My boyfriend is really very open minded about my odd inclinations. A girl at the Hindi meet-up group asked him how he felt about my passion for Indian culture and he told her he thought it was great. He jokes about my last ex-boyfriend, who as part of his break-up speech said that I have "this whole Indian thing going on." This boyfriend loves my "whole Indian thing." He also thinks that Ganesha is awesome. Apparently, Ganesha is featured as a character in a webcomic he likes.
It can be easy to forget that he does not hold the same beliefs. There are just moments here and there when I come slammed up against the fact that he's an atheist. I can respect that. I have an easier time getting along with and being in relationships with atheists in many cases. I find that most of them still have what feels to me to be a spiritual energy to their beliefs. I'm not sure how to phrase that exactly. It just feels like I recognize the energy.
And it's all good and fine that we live together and go through our lives, me believing in one thing and he in something else, me doing my rituals and he reading science textbooks while I do them.
But I start to wonder if the vision I have for our children is actually possible. I've explained that if we were to get married and have children, I would want to give the children a strong spiritual base early in life. To my philosophy in life, that's very important. I think that young children need a structured religious life, but also the freedom of knowing that when they are reasoning adults, they can follow whatever path feels authentic to them. The boyfriend and I discussed, and he was amenable to waiting until the children are 10 or 11 to discuss his atheism with them.
There are certain situations where I feel like I have to be in control. I don't think I'm generally a controlling person, and am completely willing to let go and let someone else do the controlling in cars and in various other situations. With my hypothetical children this is much harder. I worry about them so much and I want to have some control over what messages they are getting.
This is impossible, of course. We give our children the best basis we can and then we let them figure it out in the world. To me, the best basis will involve telling them the mythology I was told as a child, telling them stories of the gods, and involving them in a Hindu community.
One of the things that got me thinking about it was my law class. We are about to start studying family law and I read about prenups in my textbook. It said that prenups are often upheld by courts in financial matters, but not for decisions made about children. If we were to split up (and I will say I absolutely don't believe in divorce, but I'm pretty sure the majority of divorced people said that before they got married), I would not have much control over the childrens' spiritual upbringing.

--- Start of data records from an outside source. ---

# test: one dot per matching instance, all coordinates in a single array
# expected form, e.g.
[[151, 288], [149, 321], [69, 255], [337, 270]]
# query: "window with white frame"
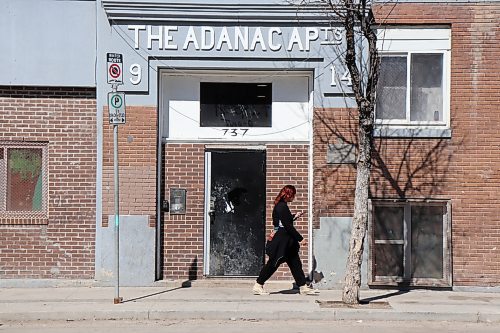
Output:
[[410, 243], [23, 180], [413, 86]]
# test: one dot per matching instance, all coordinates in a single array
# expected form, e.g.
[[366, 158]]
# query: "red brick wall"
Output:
[[183, 234], [137, 141], [465, 168], [64, 119]]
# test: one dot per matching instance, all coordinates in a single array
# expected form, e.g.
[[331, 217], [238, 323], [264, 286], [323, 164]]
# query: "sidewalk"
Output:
[[235, 301]]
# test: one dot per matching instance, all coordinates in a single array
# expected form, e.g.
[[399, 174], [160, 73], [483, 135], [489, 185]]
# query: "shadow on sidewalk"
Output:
[[185, 284], [375, 298]]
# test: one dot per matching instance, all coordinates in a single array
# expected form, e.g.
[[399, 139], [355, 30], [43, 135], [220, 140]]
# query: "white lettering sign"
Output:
[[205, 38]]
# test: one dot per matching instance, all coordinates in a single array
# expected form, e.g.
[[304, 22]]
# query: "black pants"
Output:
[[293, 262]]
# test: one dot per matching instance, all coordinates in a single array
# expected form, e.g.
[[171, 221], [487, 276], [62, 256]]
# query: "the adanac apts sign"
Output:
[[206, 38]]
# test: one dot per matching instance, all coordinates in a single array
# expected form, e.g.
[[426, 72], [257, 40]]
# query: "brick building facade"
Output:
[[454, 171]]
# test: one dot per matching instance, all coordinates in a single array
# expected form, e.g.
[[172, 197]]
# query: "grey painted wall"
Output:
[[330, 248], [137, 252], [48, 43]]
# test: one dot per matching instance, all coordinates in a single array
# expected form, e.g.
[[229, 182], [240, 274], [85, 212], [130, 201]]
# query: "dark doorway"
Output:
[[236, 218]]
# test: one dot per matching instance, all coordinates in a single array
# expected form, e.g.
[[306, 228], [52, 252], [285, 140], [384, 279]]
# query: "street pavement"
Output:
[[233, 300]]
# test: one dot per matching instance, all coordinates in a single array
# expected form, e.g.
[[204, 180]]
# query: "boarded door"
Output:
[[236, 212]]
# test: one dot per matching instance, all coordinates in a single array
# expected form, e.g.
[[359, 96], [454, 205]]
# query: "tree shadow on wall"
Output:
[[413, 166]]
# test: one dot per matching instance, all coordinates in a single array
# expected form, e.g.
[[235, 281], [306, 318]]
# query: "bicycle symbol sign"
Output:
[[116, 105]]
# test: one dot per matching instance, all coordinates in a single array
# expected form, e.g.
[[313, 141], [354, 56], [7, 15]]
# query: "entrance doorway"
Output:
[[235, 212]]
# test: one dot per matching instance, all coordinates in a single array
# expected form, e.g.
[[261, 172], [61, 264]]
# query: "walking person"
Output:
[[285, 245]]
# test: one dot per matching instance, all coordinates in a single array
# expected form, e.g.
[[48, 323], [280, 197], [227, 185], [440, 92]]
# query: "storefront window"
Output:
[[410, 243], [231, 104], [22, 180]]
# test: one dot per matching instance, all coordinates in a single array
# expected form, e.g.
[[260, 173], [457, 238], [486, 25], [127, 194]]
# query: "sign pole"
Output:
[[117, 299], [116, 105]]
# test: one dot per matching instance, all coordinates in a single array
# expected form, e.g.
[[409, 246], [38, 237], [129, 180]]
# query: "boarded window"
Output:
[[410, 243], [231, 104], [23, 180]]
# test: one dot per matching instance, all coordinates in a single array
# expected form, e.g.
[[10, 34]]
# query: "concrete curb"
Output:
[[327, 315]]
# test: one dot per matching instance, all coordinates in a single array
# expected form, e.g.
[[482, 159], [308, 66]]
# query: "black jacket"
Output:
[[286, 240]]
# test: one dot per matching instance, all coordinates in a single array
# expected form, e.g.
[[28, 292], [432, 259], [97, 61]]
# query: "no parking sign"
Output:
[[116, 105], [115, 68]]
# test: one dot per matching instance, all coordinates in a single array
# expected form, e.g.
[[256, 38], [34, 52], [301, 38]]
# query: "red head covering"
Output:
[[286, 193]]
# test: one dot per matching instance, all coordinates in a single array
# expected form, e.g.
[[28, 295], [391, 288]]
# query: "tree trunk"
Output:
[[352, 284]]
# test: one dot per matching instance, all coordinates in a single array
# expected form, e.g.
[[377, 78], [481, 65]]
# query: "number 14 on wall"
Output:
[[346, 77]]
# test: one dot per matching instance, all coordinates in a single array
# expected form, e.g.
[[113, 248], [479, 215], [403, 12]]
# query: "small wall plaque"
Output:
[[177, 201]]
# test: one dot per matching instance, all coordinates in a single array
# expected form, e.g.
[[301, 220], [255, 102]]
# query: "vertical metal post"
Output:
[[117, 298]]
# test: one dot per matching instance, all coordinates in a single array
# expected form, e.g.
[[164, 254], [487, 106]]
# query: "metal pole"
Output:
[[117, 299]]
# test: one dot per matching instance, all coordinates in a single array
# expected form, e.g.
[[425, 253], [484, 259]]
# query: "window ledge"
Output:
[[406, 132], [11, 220]]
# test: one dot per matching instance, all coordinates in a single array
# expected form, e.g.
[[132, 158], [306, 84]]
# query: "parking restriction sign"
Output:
[[116, 105], [115, 68]]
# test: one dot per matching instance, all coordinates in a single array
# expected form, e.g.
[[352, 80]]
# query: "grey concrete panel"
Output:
[[330, 250], [137, 252], [341, 153], [48, 43]]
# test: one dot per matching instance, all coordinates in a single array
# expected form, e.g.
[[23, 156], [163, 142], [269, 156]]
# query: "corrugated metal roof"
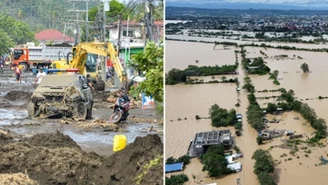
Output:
[[173, 167], [53, 35]]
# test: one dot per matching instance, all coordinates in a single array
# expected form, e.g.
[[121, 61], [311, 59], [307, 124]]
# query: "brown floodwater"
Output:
[[186, 53], [186, 101]]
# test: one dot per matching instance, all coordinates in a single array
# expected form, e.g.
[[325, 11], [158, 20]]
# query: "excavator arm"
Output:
[[103, 49]]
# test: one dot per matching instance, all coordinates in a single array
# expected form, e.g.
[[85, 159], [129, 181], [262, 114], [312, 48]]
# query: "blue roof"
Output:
[[173, 167]]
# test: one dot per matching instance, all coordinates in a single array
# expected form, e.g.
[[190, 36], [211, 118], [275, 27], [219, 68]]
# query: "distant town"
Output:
[[306, 26]]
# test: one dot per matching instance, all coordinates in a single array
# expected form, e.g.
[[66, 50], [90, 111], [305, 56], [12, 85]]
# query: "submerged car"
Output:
[[65, 95]]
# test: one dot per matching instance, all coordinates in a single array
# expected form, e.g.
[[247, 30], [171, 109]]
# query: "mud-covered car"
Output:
[[65, 95]]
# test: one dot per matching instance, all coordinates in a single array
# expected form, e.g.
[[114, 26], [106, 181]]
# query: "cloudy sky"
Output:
[[299, 3]]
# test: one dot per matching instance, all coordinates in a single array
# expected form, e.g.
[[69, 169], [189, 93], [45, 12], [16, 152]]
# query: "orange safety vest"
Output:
[[17, 70]]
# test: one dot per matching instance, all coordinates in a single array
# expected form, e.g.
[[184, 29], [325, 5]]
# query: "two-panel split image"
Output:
[[154, 92]]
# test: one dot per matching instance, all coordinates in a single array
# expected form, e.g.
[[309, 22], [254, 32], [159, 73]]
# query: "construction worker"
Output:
[[18, 72], [2, 63], [90, 81], [39, 77]]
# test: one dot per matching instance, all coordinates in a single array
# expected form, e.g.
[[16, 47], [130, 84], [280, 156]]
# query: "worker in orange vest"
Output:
[[18, 72], [110, 71]]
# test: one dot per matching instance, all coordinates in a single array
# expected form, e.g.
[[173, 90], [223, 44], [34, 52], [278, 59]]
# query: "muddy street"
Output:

Case in point:http://www.slate.com/id/2246034/
Here the father converted to Judaism and agreed to raise the kids Jewish, but after he divorced the mother, he brought their daughter to church and had her baptized. Personally, that horrifies me. I know the spiritual education I want for my children and that does not include church and that does not include baptism.
This is not to say that I think this will or would happen with my boyfriend and me, but it's an interesting thing to consider in an inter-faith couple.
It's easy to make plans based on how you think you will feel in the future, but once you actually have the child, does it change how you think? It seems to.
I've seen friends get much more religious after their children were born. I've had a friend who is Jewish and whose husband is an atheist start to have disagreements over a Christmas tree when she got pregnant. He had for many years told her that he was fine with raising the children completely Jewish. But then, faced with actual children it seems, he remembered how much he enjoyed the tradition of a Christmas tree and wanted it for them. She was quite upset, considering that they were married and she felt that he was backing out on what he promised.
It's fine for yourself to do whatever and risk your soul to damnation (if you believe the evangelicals), but when it comes to your kids, you can't be too safe. I will have to do some real research on how inter-faith couples deal with raising children respectfully with each other.
I was thinking also about how strange it is for my grandmother and other extended family. This weekend, back at my parents house for my birthday, I came across my father's baby book. My grandmother had written about his first words, his first Christmas, and saved his one year birthday cards. Putting myself in her shoes, it is impossible to imagine what it will be like for her if she has to face that some of her great grand-children will grow up in a culture that she may never have even heard of, certainly doesn't know anything about.
My parents could not have known thirty-five years ago, when they took that first step down the path of uncovering a new spiritual identity, that what they would get is a Hindu daughter.
Of course, this just shows that you don't ever know how your kids are going to turn out or which events and things they notice early on are going to become major influences.